Code de la défense.
Chemin :
I.-Les entreprises de fabrication ou de commerce de matériels de guerre et d'armes et munitions de défense des 1re, 2e, 3e, 4e catégories ne peuvent fonctionner et l'activité de leurs intermédiaires ou agents de publicité ne peut s'exercer qu'après autorisation de l'Etat et sous son contrôle.
II.-Toute personne qui se propose de créer ou d'utiliser un établissement pour se livrer à la fabrication ou au commerce, autre que de détail, des matériels de guerre, armes, munitions ou de leurs éléments des 1re, 2e, 3e, 4e, 5e ou 7e catégories, ainsi que des armes de 6e catégorie énumérées par décret en Conseil d'Etat est tenue d'en faire au préalable la déclaration au préfet du département où est situé l'établissement.
La cessation de l'activité, ainsi que la fermeture ou le transfert de l'établissement, doivent être déclarés dans les mêmes conditions.
III et IV (Abrogés)
V.-Un décret en Conseil d'Etat détermine les modalités d'application du présent article.

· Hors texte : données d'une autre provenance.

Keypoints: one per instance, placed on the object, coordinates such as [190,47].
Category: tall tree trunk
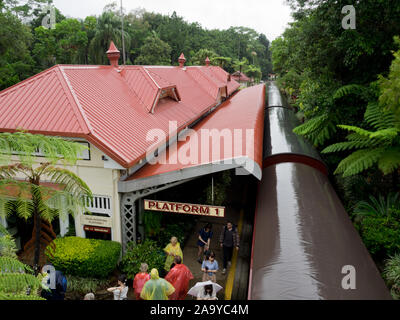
[36,199]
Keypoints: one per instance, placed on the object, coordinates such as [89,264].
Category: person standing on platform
[140,279]
[228,239]
[210,268]
[156,288]
[203,242]
[121,291]
[179,276]
[172,250]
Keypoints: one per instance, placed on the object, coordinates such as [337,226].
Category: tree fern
[380,147]
[378,207]
[349,90]
[16,278]
[317,129]
[359,161]
[31,198]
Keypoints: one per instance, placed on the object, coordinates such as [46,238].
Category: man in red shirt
[179,276]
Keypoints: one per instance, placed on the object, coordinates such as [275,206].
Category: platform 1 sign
[184,208]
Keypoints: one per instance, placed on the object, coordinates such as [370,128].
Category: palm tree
[22,177]
[16,280]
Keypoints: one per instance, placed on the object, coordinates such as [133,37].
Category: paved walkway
[239,275]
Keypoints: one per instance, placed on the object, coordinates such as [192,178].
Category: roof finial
[181,60]
[113,54]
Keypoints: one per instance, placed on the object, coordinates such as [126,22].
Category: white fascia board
[192,172]
[112,164]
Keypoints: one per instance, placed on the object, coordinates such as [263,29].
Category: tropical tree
[16,279]
[22,176]
[381,146]
[200,56]
[223,62]
[154,52]
[108,29]
[240,65]
[253,72]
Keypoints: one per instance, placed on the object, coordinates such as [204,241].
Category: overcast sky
[265,16]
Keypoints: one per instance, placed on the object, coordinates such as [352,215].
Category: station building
[111,109]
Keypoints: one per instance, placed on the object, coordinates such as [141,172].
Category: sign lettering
[184,208]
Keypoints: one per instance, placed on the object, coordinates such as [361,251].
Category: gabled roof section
[43,103]
[242,113]
[108,106]
[242,76]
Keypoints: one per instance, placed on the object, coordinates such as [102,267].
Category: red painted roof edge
[27,80]
[78,110]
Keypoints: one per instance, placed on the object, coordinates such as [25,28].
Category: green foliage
[380,224]
[379,207]
[381,147]
[8,248]
[222,182]
[390,87]
[84,285]
[318,129]
[163,237]
[349,90]
[198,59]
[381,236]
[16,62]
[392,275]
[147,252]
[84,257]
[15,277]
[25,145]
[154,52]
[152,222]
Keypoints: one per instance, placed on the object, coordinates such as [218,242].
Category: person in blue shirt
[210,268]
[203,241]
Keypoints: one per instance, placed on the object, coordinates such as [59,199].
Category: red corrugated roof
[107,106]
[243,77]
[245,110]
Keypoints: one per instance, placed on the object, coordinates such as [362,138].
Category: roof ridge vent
[113,55]
[182,60]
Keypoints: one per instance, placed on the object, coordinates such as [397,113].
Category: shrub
[147,252]
[85,285]
[165,235]
[392,275]
[84,257]
[381,235]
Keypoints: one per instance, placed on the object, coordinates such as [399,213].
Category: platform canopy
[230,137]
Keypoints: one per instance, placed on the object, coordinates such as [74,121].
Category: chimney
[113,55]
[181,60]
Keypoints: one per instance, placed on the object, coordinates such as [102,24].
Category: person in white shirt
[207,293]
[120,292]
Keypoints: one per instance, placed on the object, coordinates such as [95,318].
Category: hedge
[84,257]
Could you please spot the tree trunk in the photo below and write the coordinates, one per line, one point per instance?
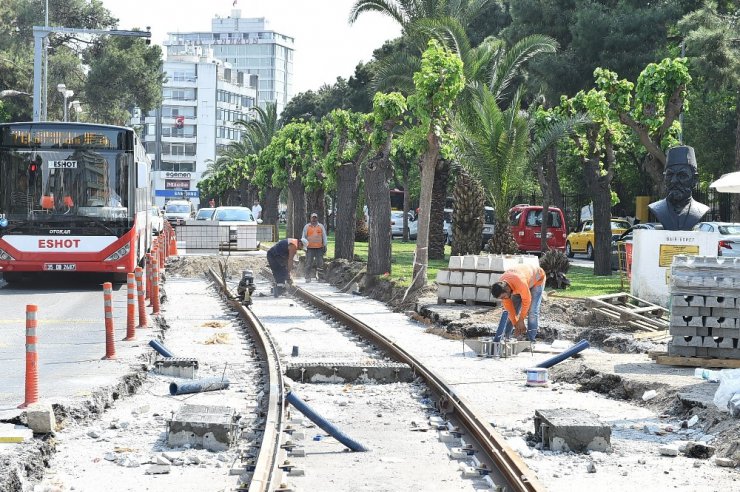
(544, 184)
(298, 194)
(437, 211)
(270, 206)
(346, 204)
(736, 196)
(467, 216)
(377, 175)
(421, 257)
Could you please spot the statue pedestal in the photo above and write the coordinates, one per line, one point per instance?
(652, 255)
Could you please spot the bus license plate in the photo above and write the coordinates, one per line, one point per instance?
(60, 267)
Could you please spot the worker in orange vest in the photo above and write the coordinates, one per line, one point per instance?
(520, 289)
(280, 258)
(315, 234)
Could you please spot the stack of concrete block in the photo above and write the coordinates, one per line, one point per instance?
(469, 278)
(705, 307)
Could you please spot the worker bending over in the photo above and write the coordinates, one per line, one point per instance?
(520, 289)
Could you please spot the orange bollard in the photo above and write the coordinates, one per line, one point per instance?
(32, 358)
(110, 343)
(130, 307)
(155, 289)
(139, 274)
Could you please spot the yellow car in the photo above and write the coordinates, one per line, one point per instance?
(583, 240)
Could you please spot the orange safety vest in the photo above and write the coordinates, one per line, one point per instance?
(315, 236)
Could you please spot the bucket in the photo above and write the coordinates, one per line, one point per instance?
(537, 376)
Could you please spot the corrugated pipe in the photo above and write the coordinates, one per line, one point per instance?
(199, 385)
(163, 351)
(317, 419)
(582, 345)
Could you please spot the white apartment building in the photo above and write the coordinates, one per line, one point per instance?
(202, 99)
(250, 46)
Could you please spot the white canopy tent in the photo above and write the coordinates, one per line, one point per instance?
(727, 183)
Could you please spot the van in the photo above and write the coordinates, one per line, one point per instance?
(178, 211)
(526, 222)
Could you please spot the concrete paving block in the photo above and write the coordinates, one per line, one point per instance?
(469, 292)
(576, 430)
(724, 312)
(483, 280)
(678, 351)
(469, 278)
(443, 277)
(483, 294)
(691, 311)
(483, 263)
(455, 262)
(469, 262)
(41, 418)
(456, 278)
(687, 300)
(456, 293)
(725, 302)
(683, 331)
(14, 433)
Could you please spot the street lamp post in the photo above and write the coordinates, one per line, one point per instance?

L'ouverture des locaux destinés au commerce de détail des armes, éléments d'armes et munitions des 5e à 7e catégories est régie par les dispositions de l'article L. 313-3 du code de la sécurité intérieure.
Le ministre de la défense exerce, pour la réglementation et l'orientation du contrôle de l'Etat sur la fabrication et le commerce des matériels désignés dans les dispositions du présent titre et relatives au régime des matériels de guerre, armes et munitions, une action de centralisation et de coordination.
Le contrôle est exercé sur place et sur pièces, suivant leurs attributions respectives, par les agents habilités des ministères intéressés et, notamment, en ce qui concerne le ministère de la défense, par des agents relevant du contrôle général des armées.